Lung Cancer Patient Ambassador
My name is Kate Hodges. I am 48 years old, married to Andy, and I have two children; Emily, aged 12 and Tom, aged 10. I live in the beautiful mountain spa village of Hanmer Springs in the middle of the South Island, New Zealand. Before my diagnosis with lung cancer I worked part-time as a primary school Teacher Aide, and I took care of the administration for the Motel business we own in Fox Glacier. I have always been fit and healthy, and I am a non-smoker.
Early in June 2016 I felt a small lump in my neck and went to my local GP. On 13th June I received the results of a biopsy and was shocked to be given a diagnosis of metastatic Adenocarcinoma, with the likely origin being pulmonary. A week later, after a CT scan, my diagnosis of non-small cell, stage 4 lung cancer was confirmed. I was told pretty bluntly that there was no cure and the only treatment options were designed to control the cancer and to maintain the best possible quality of life.
My own internet research showed me the hard reality was there was an 85% chance I would be dead within 5 years. This was incredibly difficult to accept especially as the lump in my neck was my only symptom. Even after the diagnosis I felt well apart from the lump continuing to grow bigger. (Ironically, the only time I have felt unwell was from the side effects of the treatment drugs.)
On the upside, the particular mutations of my cancer (EGFR andT790M) mean it can be treated with new targeted drugs. I have been incredibly fortunate to become one of just a handful of New Zealanders to be given access to a promising new targeted drug, Osimertinib/Tagrisso. It is so new it has not yet been through New Zealand’s approval system, but I have been granted compassionate access by the drug company. (It would otherwise cost around $12,000 a month)
The even better news is that it has definitely shrunk the tumour in my neck and therefore we can assume it is also shrinking the other tumours in my body.
The bad news is that this drug will not work forever and the cancer will eventually overwhelm it, although it is unknown how long this will take. Right now there is no next step in my treatment plan, except palliative chemo.
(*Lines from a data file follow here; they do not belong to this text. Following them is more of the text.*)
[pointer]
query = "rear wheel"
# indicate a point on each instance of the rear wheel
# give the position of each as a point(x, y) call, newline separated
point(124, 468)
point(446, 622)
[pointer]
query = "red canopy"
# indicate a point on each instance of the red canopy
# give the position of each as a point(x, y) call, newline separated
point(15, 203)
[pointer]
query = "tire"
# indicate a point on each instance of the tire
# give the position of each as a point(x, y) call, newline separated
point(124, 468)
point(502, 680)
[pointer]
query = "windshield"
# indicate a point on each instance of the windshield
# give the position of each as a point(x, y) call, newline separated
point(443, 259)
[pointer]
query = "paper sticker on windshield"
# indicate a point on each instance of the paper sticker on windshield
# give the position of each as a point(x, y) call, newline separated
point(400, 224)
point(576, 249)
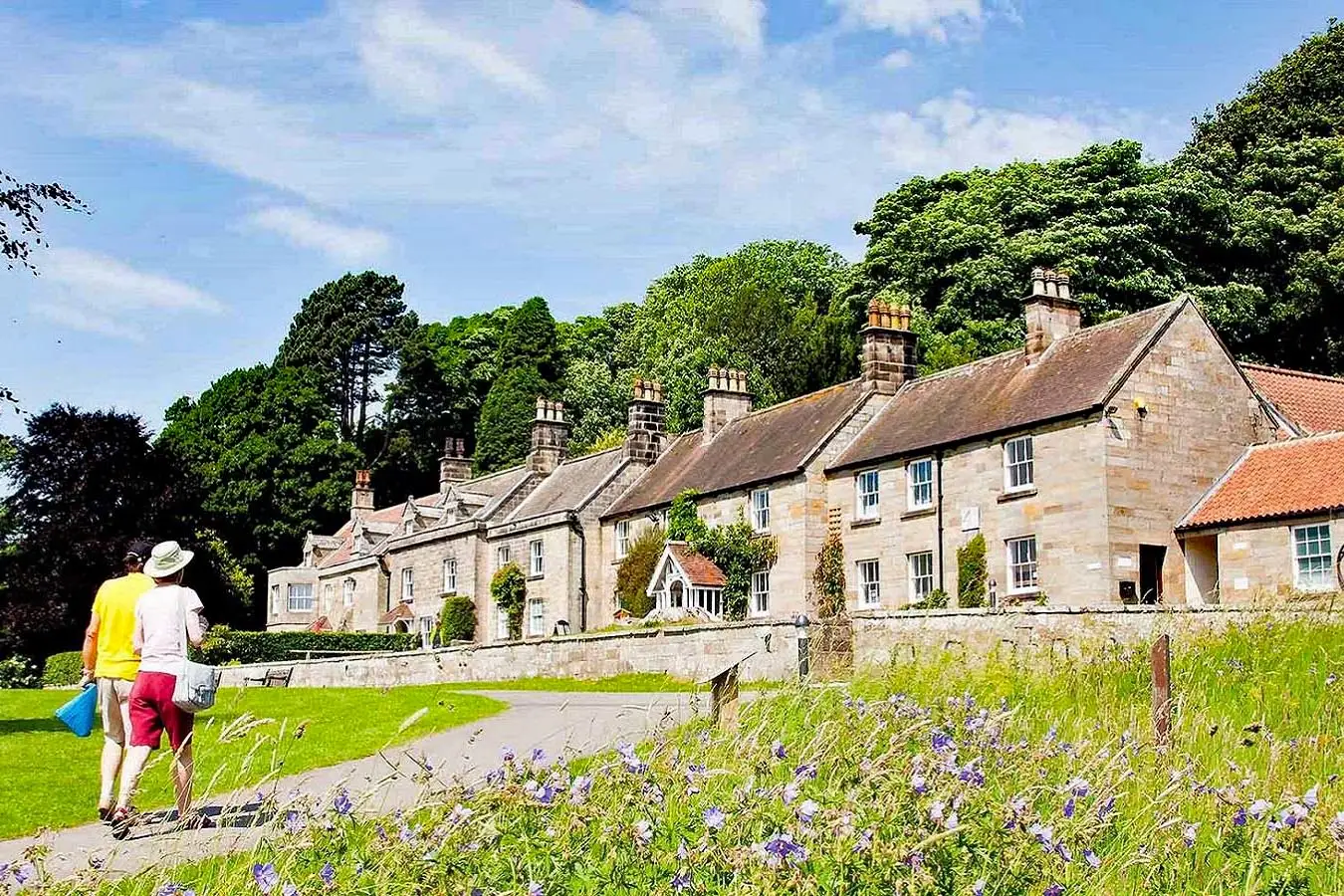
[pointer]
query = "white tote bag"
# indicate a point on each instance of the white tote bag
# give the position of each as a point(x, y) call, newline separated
point(196, 683)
As patients we need an organisation such as the Lung Foundation to represent us and to lobby as a unified group for better access to, and funding for, newly developed treatments. I want other people to have access to Osimertinib, and I want to have something more than palliative chemo when this stops working.
One of the things that has surprised and frustrated me is learning about the terrible inequalities in cancer funding and research. Lung cancer is New Zealand’s biggest cancer killer with more than 1600 kiwis dying every year, almost 5 a day, but there is an appalling lack of public awareness and support for lung cancer patients. It seems that due to the long held stigma of it being only a smoker’s disease it is very much the poor cousin in this respect. I have personally felt the stigma of this disease and am always having to justify that I am not and never have been a smoker. No one deserves this disease……not me…..not smokers. And anyone who gets it deserves the very best in treatment and support.
I have reached a point where I feel I am living with cancer, no longer dying of it. This makes life for me and my family much easier, and I am happy to be putting time and energy into doing what I can to see lung cancer become a treatable disease we can live with, rather than a terminal one.